MH17: Bodies 'in refrigerated wagons'

Monitors (L) from the Organisation for Security and Cooperation in Europe stand near a...
Monitors (L) from the Organisation for Security and Cooperation in Europe stand near a refrigerator wagon, which according to employees and local residents contains bodies of passengers of the crashed Malaysia Airlines Boeing 777 plane, at a railway station in the town of Torez, Donetsk region. REUTERS/Maxim Zmeyev
Dozens of bodies from the site where a Malaysian airliner crashed in eastern Ukraine were put into refrigerated rail wagons overnight at a station in a town 15km from the scene, rail workers say.

Monitors from the Organisation for Security and Cooperation in Europe, accompanied by armed rebels, checked the wagons. A locomotive had been put at the head of the train, which one worker said would be sent southwest to an undisclosed location.

Western officials have voiced concern about the handling of the remains of the 298 people killed when the airliner crashed on Thursday and the Dutch foreign minister has said his country is "furious" to hear bodies were being "dragged around".

After lying there for two days in the summer heat, by Sunday the bodies had been removed from a large swathe of the crash site, leaving only bloodstained military stretchers along the side of the road.

Sergei Kavtaradze, a senior official of the pro-Russian rebels' self-proclaimed Donetsk People's republic, said all 196 of the bodies found so far had been loaded into the wagons in Torez, an eastern town in the Donetsk region.

"They will stay there for now, until the issue (of what to do with them) is resolved. We are waiting for the experts," he told Reuters, saying he did not understand why the experts had been delayed.

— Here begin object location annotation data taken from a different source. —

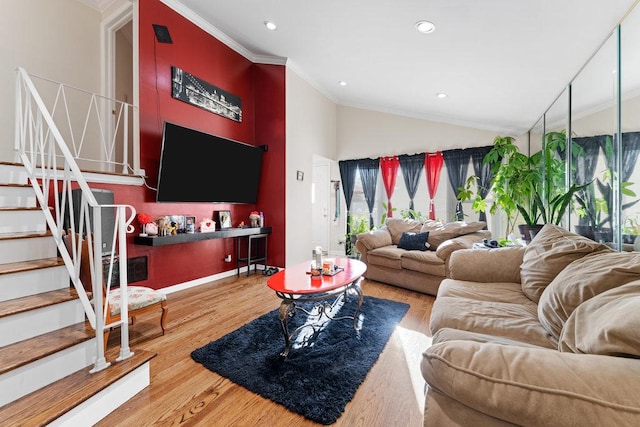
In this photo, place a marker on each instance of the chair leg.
(106, 338)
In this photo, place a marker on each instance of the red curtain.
(389, 168)
(433, 166)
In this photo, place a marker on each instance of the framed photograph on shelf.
(190, 224)
(177, 221)
(224, 219)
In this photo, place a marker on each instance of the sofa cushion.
(491, 292)
(423, 261)
(438, 232)
(450, 334)
(549, 253)
(398, 226)
(534, 386)
(606, 324)
(582, 280)
(518, 322)
(466, 241)
(387, 256)
(375, 239)
(414, 241)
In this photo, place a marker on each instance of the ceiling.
(501, 62)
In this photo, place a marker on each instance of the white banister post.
(98, 300)
(125, 351)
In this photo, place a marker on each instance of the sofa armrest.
(466, 241)
(535, 386)
(487, 265)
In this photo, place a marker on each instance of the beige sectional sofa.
(547, 335)
(418, 270)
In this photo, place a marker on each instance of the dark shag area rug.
(319, 377)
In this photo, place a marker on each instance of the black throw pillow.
(414, 241)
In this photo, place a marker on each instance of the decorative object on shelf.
(224, 219)
(254, 219)
(151, 229)
(207, 226)
(143, 219)
(195, 91)
(177, 223)
(162, 225)
(190, 224)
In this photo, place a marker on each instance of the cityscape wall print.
(195, 91)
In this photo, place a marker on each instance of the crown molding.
(99, 5)
(221, 36)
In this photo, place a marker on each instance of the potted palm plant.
(531, 186)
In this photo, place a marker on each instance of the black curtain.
(630, 151)
(369, 176)
(457, 163)
(585, 169)
(483, 172)
(411, 166)
(348, 170)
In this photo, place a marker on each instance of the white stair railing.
(96, 129)
(54, 173)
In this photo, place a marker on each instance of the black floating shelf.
(196, 237)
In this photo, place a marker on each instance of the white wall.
(59, 40)
(311, 129)
(366, 133)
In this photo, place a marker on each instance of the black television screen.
(200, 167)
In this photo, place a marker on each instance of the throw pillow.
(438, 232)
(549, 253)
(607, 324)
(414, 241)
(581, 280)
(398, 226)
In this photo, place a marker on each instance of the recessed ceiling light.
(425, 27)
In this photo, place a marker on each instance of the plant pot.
(528, 232)
(586, 231)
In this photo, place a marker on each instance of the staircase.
(47, 347)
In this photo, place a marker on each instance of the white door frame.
(127, 11)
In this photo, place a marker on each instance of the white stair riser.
(37, 322)
(17, 197)
(31, 377)
(25, 283)
(22, 221)
(102, 404)
(16, 250)
(10, 174)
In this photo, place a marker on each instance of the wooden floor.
(183, 392)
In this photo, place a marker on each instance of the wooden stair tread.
(20, 266)
(49, 403)
(32, 302)
(15, 185)
(25, 235)
(22, 353)
(9, 209)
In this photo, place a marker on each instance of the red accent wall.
(262, 92)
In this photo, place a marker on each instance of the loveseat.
(421, 265)
(547, 335)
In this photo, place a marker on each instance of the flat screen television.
(200, 167)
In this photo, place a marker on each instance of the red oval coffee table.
(295, 285)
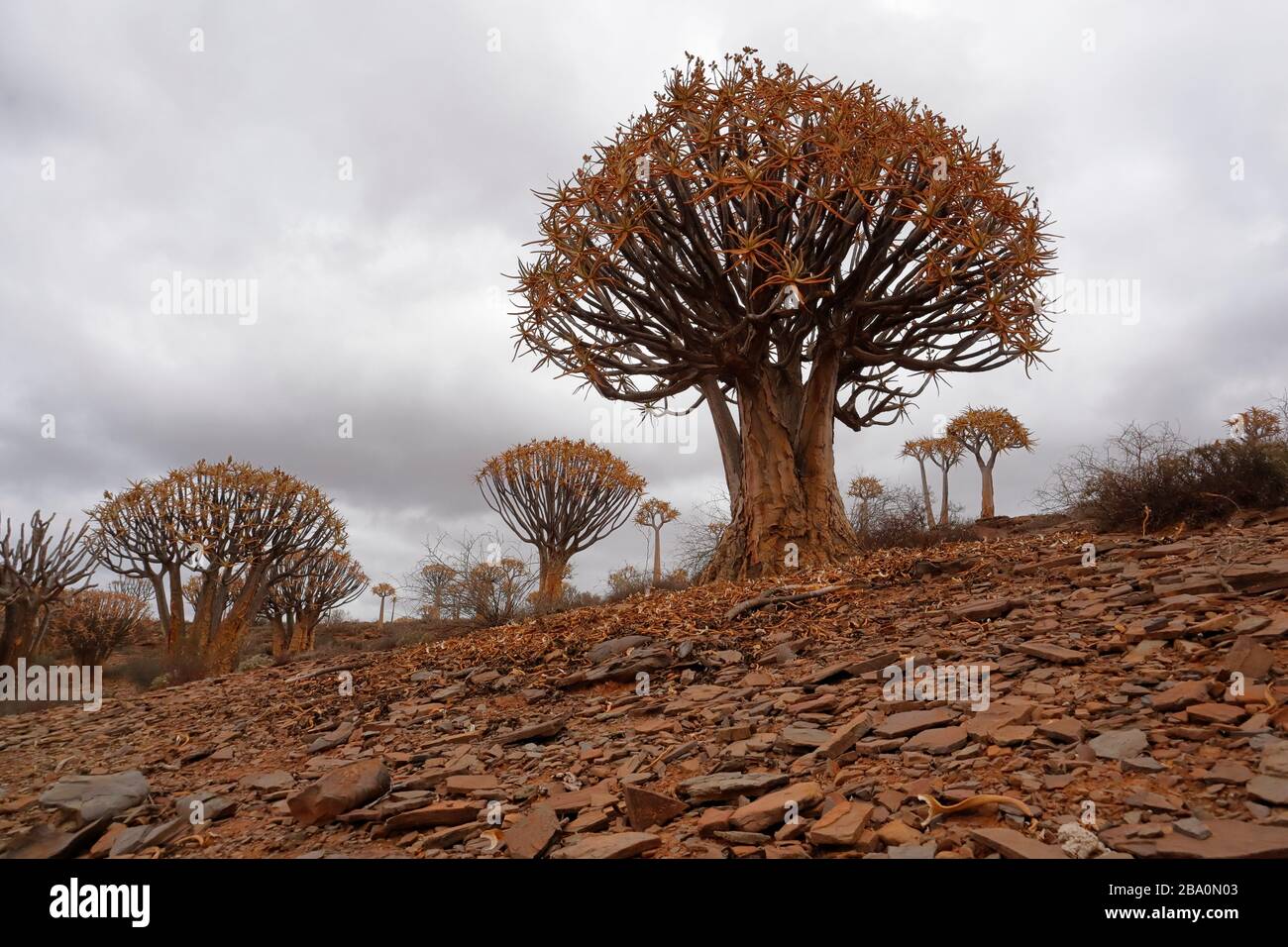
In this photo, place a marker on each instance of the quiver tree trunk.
(925, 495)
(789, 513)
(657, 554)
(553, 566)
(943, 502)
(986, 499)
(283, 631)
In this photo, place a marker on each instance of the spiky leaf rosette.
(761, 217)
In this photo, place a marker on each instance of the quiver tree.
(35, 574)
(790, 252)
(655, 514)
(230, 525)
(863, 488)
(944, 453)
(986, 432)
(562, 496)
(307, 592)
(94, 622)
(382, 590)
(1253, 425)
(918, 450)
(434, 581)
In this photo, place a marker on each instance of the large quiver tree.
(791, 252)
(562, 496)
(308, 589)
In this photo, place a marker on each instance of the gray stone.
(90, 797)
(1120, 745)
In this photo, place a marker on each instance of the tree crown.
(991, 429)
(561, 495)
(764, 217)
(656, 513)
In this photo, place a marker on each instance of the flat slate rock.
(722, 787)
(532, 835)
(912, 722)
(608, 845)
(1119, 745)
(90, 797)
(1228, 839)
(340, 789)
(1013, 844)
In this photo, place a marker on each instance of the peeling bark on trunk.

"We've been waiting for the experts for three days. From the very first day after this catastrophe, we have welcomed any experts. Ukrainian experts, international experts, Russian experts... We have always said we will offer the maximum guarantee of their safety in the territory we control."

Alexander Hug, deputy chief monitor of the OSCE special monitoring mission to Ukraine, said his team had seen body bags in the wagons but were unable to count them. He said he did not know where the bodies would be taken.

One railway worker said the bodies were brought in during the night and would be sent in the direction of the town of Ilovaisk, southwest from Torez.

"Something was delivered and they told us to wait," one railway worker said on condition of anonymity, adding that the "something" were bodies.

"It's corpses. They brought the bodies overnight," a duty officer at the Torez station told Reuters.